On the other hand, an affirmative is not topical if it neither increases exploration nor development. This is a topic broadening mechanism that ensures that the affirmative is not merely limited to exploration or development, and thus has very little utility in topicality debates. Although there are poor interpretations of “and/or” that have been misconstrued to suggest that the term actually means “both,” those arise out of misquotations of unrelated court cases that have little intent to define the term broadly. On its face, the term “and/or” is obviously distinct from “and,” which ensures that it means something different.

Development


Development is the other key term to the topic-specific mechanism. Compared to exploration, “development” is even less clearly defined in relevant literature. Although many technical notions of development exist, most are relevant only to other policy fields, such as international development, childhood development, or merely the development of policies. Little evidence exists of policies for “developing” oceans. On the other hand, due to the vagueness inherent in the term (merely signifying a change in most cases), many potential affirmatives are defined contextually as involving development. For instance, a tax incentive to drill for oil in the Outer Continental Shelf would be contextually defined as an instance of “development” even if the author never defined “development” in a broad sense. This grants affirmatives wide latitude in creating plans that do something about the ocean, while preventing most negative teams from constructing a persuasive topicality violation. Hence, most affirmatives on the topic will likely hinge on this word in the resolution as a catch-all for plans.

Of


Of is a preposition that relates the object that follows to the earlier terms “exploration and/or development.” This means that the exploration or development that the affirmative increases must be associated with the term that follows—“the Earth’s oceans.” Interestingly, the preposition chosen here to relate the direct object of the resolution to its indirect object is both vague and broad – the development or exploration must be “of” the oceans, rather than taking place “in” the ocean, “around” the ocean, or “toward” the ocean, all of which convey a significantly more definite sense. This indicates that affirmatives have broad latitude in determining how they will affect the ocean. It also means, however, that the affirmative must remember that any exploration or development must be “of” the ocean – not simply of maritime or ocean-related things.

The Earth’s oceans


This term refers to the large body of salt water that is connected and covers about 70% of the Earth’s surface. The term selected is probably the broadest term available, with “oceans” in the plural indicating both the mass noun referring to all the salt water body and the many individual notions regionalized into “Atlantic Ocean,” “Pacific Ocean,” et cetera.
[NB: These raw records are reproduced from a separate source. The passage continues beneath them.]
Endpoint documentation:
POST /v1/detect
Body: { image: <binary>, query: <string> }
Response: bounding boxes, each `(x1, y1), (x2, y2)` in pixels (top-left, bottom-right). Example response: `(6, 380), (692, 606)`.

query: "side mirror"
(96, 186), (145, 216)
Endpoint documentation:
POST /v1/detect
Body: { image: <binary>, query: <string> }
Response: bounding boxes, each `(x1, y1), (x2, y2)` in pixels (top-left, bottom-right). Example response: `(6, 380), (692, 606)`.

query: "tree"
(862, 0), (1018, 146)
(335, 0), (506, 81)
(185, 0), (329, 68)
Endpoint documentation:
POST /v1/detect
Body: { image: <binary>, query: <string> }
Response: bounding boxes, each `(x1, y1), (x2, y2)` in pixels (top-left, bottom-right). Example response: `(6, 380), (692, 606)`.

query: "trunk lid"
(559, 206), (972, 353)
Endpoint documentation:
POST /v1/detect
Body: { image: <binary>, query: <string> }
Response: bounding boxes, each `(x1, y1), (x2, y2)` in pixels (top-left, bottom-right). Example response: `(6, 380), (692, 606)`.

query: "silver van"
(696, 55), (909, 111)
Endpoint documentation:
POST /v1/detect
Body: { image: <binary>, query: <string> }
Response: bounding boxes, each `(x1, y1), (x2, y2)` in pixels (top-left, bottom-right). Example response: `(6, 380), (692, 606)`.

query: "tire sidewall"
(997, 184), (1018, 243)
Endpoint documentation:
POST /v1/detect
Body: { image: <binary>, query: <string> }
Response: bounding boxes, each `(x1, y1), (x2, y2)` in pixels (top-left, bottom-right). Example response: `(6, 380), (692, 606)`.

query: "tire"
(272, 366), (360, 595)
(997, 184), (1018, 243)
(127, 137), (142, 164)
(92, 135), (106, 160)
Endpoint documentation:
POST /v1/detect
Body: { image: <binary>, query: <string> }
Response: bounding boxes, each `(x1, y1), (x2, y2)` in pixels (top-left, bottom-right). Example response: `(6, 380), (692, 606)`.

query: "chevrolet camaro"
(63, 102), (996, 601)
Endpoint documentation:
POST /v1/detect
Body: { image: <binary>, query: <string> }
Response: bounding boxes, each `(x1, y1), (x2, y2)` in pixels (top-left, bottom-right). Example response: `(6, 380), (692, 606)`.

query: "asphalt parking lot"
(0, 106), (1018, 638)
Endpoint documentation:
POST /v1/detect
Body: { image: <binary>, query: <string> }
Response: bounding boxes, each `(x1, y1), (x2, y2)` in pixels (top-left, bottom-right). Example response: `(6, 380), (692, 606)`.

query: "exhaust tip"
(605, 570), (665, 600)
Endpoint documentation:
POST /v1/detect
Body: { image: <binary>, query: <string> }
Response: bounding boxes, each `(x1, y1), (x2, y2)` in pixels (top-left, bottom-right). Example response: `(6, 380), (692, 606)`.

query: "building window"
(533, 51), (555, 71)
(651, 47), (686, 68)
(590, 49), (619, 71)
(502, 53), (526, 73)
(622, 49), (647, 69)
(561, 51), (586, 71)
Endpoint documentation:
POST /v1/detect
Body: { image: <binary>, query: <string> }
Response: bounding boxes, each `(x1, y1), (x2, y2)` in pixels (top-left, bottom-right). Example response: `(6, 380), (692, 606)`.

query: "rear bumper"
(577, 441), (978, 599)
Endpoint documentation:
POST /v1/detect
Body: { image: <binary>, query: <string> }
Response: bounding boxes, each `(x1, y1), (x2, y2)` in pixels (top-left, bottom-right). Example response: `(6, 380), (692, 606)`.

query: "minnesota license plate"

It is conceivable, however, that a topicality argument could persuasively argue that topical affirmatives must operate throughout the entirety of the Earth’s oceans rather than targeting a specific part of the ocean. Functioning as the indirect object of “exploration and/or development,” the term “the Earth’s oceans” also limits the topical action to being primarily concerned with the salt water body itself rather than affecting adjacent land or the atmosphere.

Conclusion


The oceans topic provides broad latitude for debate over a wide variety of problems facing management of the ocean. It is also likely to be one of the largest topics ever, with almost no limiting terms present in the resolution—indeed, arguably with the breadth of “development,” and “the Earth’s oceans,” almost any policy related to the ocean could be increased and be topical. This also ensures that this topic will be dynamic and require a large degree of attention to relevant topical literature.